1. A person convicted of a felony after a trial may file a motion to vacate, set aside or correct his conviction and sentence. If the defendant has filed a notice of appeal from his conviction, he must file his Rule 29.15 motion ninety days after the appellate court issues its mandate. If no appeal is taken from the judgment of conviction, the Rule 29.15 motion must be filed within 90 days of his arrival at the Missouri Department of Corrections. The court shall appoint counsel for an indigent prisoner who files a motion under Rule 29.15.
2. Though it is similar to habeas corpus, a Rule 24.035 or 29.15 motion is the procedure that must be followed in Missouri state courts where applicable, instead of habeas corpus.
a. It is a civil, not a criminal, proceeding.
b. The burden is on the defendant (called the "movant") to prove his allegations.
3. Some common examples of alleged violations in Rule 24.035 and 29.15 proceedings include:
a. That the defendant's attorney was ineffective in his representation during the trial.
b. That the defendant, in pleading guilty, did not knowingly waive his constitutional rights (because of intoxication, for example).
c. That evidence has been newly discovered that would prove the defendant not guilty of the charge.

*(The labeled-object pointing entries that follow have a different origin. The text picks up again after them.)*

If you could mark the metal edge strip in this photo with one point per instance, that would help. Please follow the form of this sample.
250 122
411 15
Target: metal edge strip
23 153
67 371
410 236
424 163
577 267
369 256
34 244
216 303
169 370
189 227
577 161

4. It is possible for a defendant convicted in a state court to obtain a further review of federal constitutional or federal law questions in his case in the federal courts. This is accomplished by writ of habeas corpus under 28 U.S.C. section 2254. To obtain a hearing in federal court, the defendant must:
a. Allege that he is in custody in violation of the Constitution, laws or treaties of the United States.
b. Show that he has exhausted all possible avenues of appeal and review in the state courts.
C. The federal courts have similar rules and procedures allowing a defendant to attack a judgment imposed in federal court in violation of the U.S. Constitution or federal law. See 28 U.S.C. section 2255.